By Robert S. Litwak (Jan 7, 2020)

The sequence of events triggered by the U.S. drone strike killing General Qassim Suleimani in Baghdad on January 3 has brought the United States “closer to war with Iran than we’ve been in the last 40 years,” according to former Secretary of Defense Leon Panetta. The Tehran regime retaliated with a salvo of missile strikes on two U.S. bases in Iraq. This military response followed Iran’s declaration that the country would no longer observe the negotiated constraints on its nuclear program under the 2015 deal. Though these major developments heighten the risk of an escalatory spiral, they do not alter the fundamental structure of the crisis in which post-revolutionary Iran and the United States have been locked over the last four decades.

During this forty years’ crisis, the respective policy debates in Iran and America have revealed persisting contradictions.
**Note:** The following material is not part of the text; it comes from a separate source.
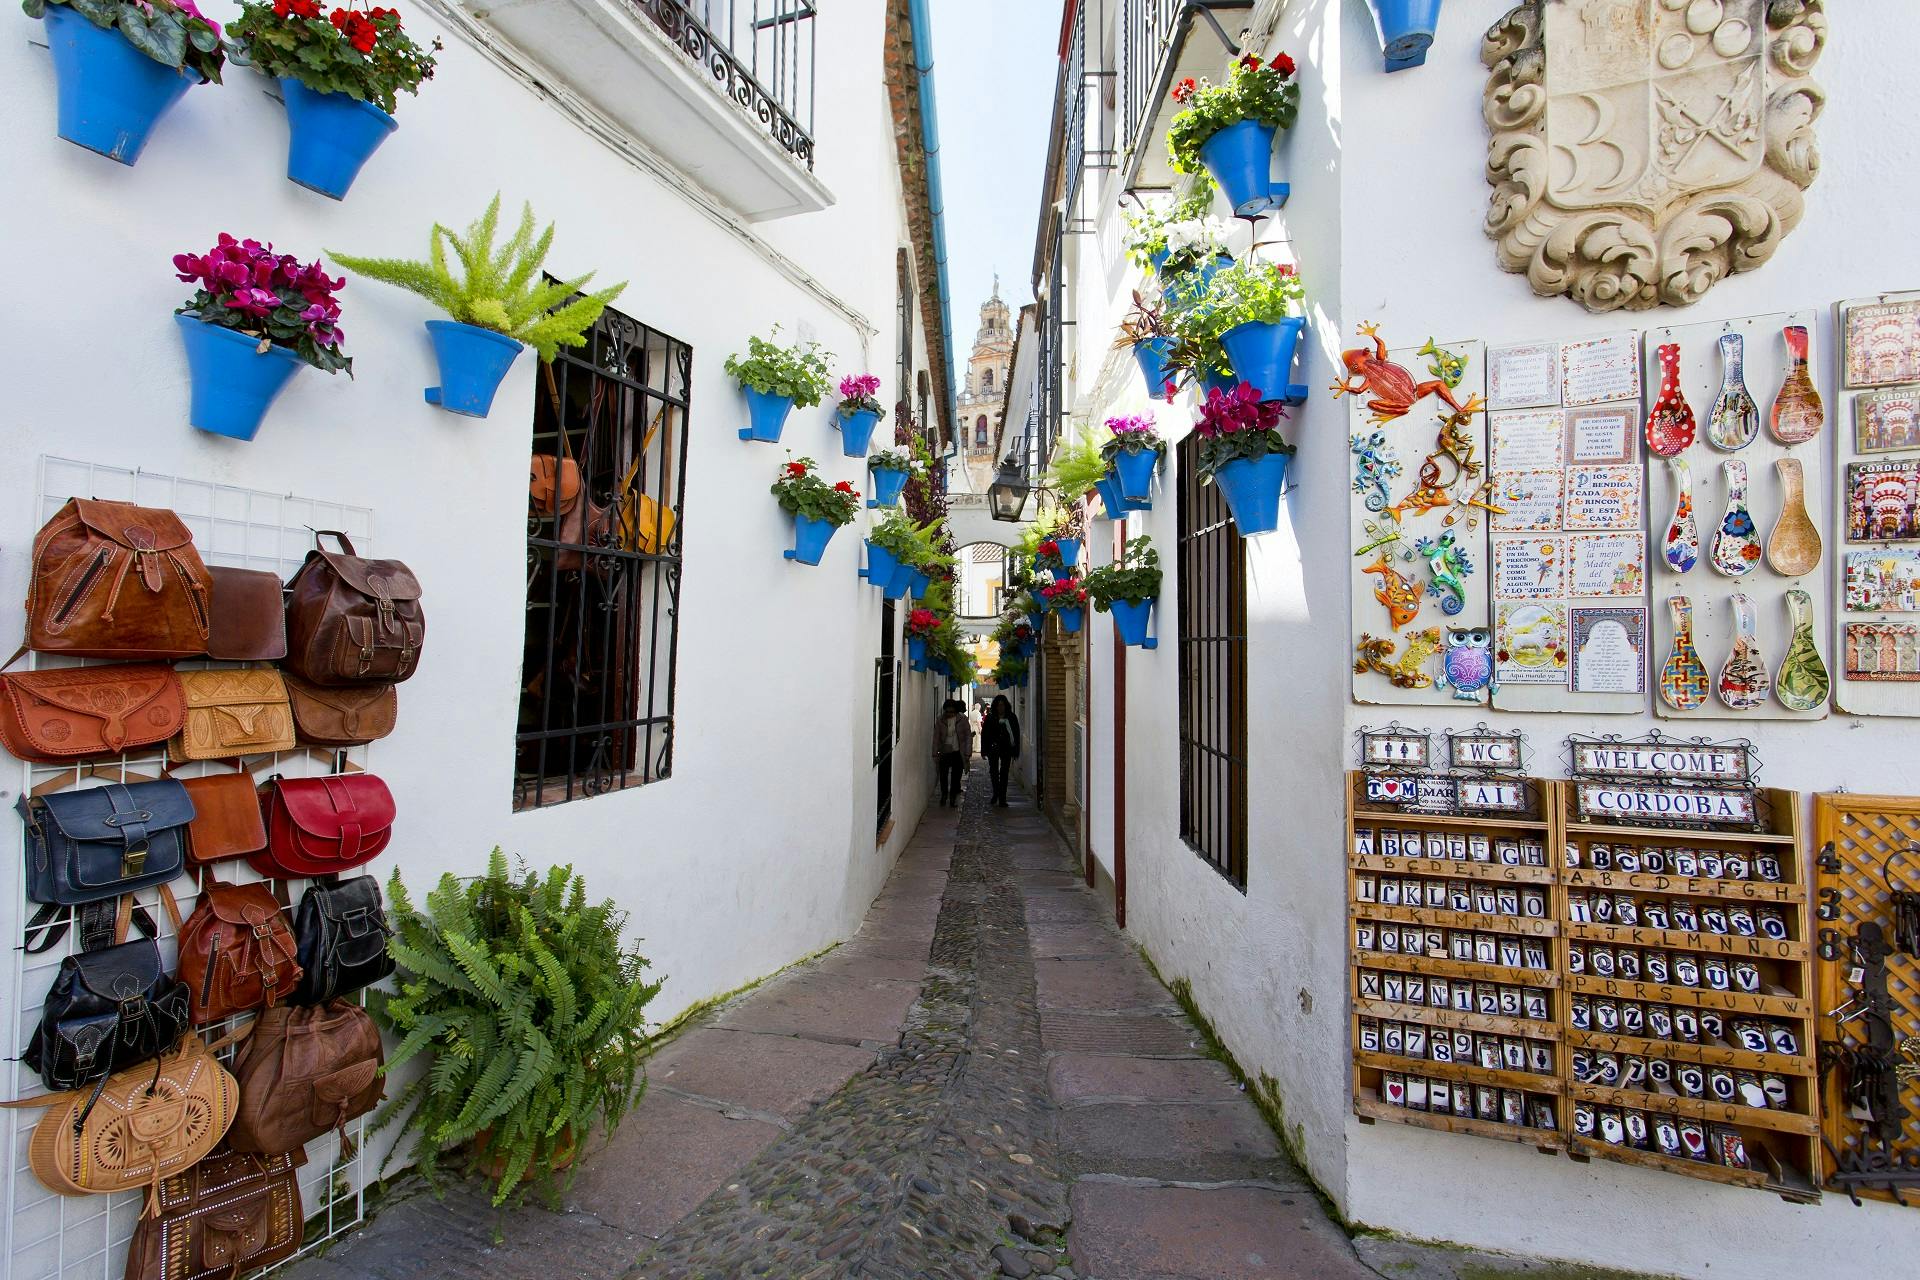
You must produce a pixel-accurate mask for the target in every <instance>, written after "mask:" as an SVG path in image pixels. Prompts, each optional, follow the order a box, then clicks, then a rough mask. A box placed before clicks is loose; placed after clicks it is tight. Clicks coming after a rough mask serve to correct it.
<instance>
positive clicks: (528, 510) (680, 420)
mask: <svg viewBox="0 0 1920 1280" xmlns="http://www.w3.org/2000/svg"><path fill="white" fill-rule="evenodd" d="M691 368H693V347H689V345H687V344H684V342H680V340H678V338H670V336H666V334H662V332H659V330H655V328H651V326H647V324H641V322H639V320H636V319H632V317H626V315H620V313H618V311H611V309H609V311H607V313H605V315H601V319H599V320H597V322H595V324H593V328H591V330H589V332H588V345H586V347H561V355H559V359H555V361H553V363H551V365H545V367H541V368H540V372H538V374H536V393H534V462H532V478H534V484H532V497H530V505H528V522H526V647H524V651H522V658H520V718H518V727H516V731H515V766H513V771H515V775H513V808H515V810H524V808H543V806H549V804H564V802H566V800H580V798H586V796H595V794H605V793H611V791H620V789H626V787H637V785H643V783H653V781H659V779H664V777H668V775H670V773H672V768H674V670H676V660H678V639H680V626H678V624H680V547H682V533H684V528H682V516H684V514H685V512H684V507H682V491H684V487H685V470H687V397H689V384H691ZM543 474H545V476H547V484H545V486H541V476H543ZM543 489H545V491H543ZM549 495H551V497H549Z"/></svg>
In Tehran, the politics of foreign policy are roiled by the regime’s unresolved identity crisis: in Henry Kissinger’s words, is Iran “a nation or a cause”—an ordinary country or a revolutionary state? The nuclear issue, the centerpiece of international diplomacy with Iran, has been a proxy for that more fundamental issue of how the Tehran regime defines the Islamic Republic’s relationship with the outside world in general and America—the “Great Satan”—in particular.

In Washington, competing strategies—whether to contain, engage or strike— center on an unresolved tension: should the objective of U.S. policy toward Iran be to change the Islamic Republic’s behavior or to change its ruling theocratic regime? Contending assumptions about the nature of the threat and the prospects for a change of or within the Tehran regime undergird alternative policy options. In the transformed security environment after the 9/11 terrorist attacks, the George W. Bush administration argued that threatening behavior posed by “rogue states,” including Iran, derived from the very character of their regimes—a proposition central to its case for a preventive war of regime change in Iraq in 2003. But unable to replicate in Iran the Iraq precedent of coercive nonproliferation through regime change, the Bush administration was caught in a dilemma, never resolving its own mixed message—whether the U.S. objective was regime change or behavior change.